Conigliaro missed the rest of the 1967 season, and all of 1968. He returned in 1969, and managed to hit 36 home runs and drive in 116 in 1970. But he had managed to accomplish this with deteriorating vision. In 1971, Conigliaro was traded to the California Angels, where he struggled mightily. He hit just 4 home runs and batted .222. He was 27, and his career was over. He was released by the Angels. A brief comeback with the Red Sox in 1975 lasted only 20 games, before Tony Conigliaro retired for good at just 30, his vision all but gone in his left eye.
In 1982, as he drove with his brother to an interview to become a Red Sox broadcaster, Tony Conigliaro suffered a heart attack which put him in a coma. He never really recovered, and on February 24th, 1990, Conigliaro died at Salem (MA) Hospital. He had just turned 45.

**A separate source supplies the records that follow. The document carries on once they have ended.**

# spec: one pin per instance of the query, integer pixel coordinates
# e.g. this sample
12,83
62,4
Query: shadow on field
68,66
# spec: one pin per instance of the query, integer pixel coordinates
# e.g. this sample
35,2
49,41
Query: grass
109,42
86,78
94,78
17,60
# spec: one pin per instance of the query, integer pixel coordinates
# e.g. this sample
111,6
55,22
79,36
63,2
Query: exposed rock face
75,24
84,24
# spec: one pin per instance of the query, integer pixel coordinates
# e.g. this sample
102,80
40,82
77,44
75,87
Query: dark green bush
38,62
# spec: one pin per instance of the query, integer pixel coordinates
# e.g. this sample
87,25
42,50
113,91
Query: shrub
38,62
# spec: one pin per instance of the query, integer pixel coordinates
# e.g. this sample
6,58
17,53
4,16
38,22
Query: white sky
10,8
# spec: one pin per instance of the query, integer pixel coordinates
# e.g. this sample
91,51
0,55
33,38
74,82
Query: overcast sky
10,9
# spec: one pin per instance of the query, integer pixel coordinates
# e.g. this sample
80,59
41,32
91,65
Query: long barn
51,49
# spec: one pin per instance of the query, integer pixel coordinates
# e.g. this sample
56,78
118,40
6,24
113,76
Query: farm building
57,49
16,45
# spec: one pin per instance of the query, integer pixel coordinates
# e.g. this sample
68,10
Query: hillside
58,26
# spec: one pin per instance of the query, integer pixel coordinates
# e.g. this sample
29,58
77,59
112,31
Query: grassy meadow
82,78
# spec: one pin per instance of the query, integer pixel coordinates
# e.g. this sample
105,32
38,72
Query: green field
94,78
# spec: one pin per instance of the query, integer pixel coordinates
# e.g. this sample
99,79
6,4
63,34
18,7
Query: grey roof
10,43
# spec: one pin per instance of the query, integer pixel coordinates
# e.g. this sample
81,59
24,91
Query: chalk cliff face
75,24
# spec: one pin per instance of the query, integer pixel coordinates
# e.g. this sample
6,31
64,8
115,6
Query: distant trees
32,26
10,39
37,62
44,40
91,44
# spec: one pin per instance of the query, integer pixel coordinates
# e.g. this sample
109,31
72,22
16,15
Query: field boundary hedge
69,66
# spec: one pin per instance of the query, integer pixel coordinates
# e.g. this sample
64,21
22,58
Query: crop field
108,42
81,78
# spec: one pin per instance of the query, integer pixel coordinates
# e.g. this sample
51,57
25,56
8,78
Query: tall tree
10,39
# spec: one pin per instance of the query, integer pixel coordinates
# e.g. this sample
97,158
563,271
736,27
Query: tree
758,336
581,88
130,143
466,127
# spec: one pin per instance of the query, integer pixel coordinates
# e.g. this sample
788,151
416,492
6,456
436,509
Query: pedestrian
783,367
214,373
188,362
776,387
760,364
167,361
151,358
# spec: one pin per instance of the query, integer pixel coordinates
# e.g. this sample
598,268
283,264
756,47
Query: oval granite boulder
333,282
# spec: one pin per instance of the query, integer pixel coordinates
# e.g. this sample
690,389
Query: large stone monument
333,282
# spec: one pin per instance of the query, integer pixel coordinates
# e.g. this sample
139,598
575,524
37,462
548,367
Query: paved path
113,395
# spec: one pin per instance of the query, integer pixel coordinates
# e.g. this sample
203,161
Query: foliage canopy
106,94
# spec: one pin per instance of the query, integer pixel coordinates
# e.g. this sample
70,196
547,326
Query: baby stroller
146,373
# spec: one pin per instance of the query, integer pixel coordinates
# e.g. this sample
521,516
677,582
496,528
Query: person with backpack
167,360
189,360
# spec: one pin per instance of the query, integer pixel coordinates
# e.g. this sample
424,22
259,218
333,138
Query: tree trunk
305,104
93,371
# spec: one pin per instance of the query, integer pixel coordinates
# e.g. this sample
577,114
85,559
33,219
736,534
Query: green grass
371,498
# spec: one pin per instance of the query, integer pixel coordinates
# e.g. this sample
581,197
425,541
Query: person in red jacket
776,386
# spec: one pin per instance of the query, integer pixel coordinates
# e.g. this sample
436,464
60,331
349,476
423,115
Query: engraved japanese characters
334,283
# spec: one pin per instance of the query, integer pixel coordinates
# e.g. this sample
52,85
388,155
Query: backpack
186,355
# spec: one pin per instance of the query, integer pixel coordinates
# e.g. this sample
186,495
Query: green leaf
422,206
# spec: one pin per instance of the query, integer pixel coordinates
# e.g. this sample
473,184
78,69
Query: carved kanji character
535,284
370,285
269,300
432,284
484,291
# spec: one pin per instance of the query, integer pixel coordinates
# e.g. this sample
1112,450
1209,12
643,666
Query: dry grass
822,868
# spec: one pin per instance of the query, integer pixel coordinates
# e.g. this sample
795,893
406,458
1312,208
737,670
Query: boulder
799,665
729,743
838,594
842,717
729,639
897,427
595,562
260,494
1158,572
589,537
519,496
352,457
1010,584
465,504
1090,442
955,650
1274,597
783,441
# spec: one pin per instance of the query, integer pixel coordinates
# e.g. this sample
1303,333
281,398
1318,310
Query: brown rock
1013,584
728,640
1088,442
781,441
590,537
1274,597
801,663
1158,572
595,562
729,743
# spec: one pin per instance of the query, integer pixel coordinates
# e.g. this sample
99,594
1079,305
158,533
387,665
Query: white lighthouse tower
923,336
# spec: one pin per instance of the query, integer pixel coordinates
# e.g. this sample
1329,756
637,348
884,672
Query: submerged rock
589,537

His story is one of the few true sports tragedies. He did not fritter away his talents with drugs or alcohol, his young death was not due to a culture of violence so many young athletes today choose to immerse themselves in. It was also not a tragedy of life that happens to strike an athlete, such as an accident or illness. Tony Conigliaro was badly injured playing a sport in which such risks are exceedingly rare. That injury would end his young and promising career, and eventually play a part in ending his life.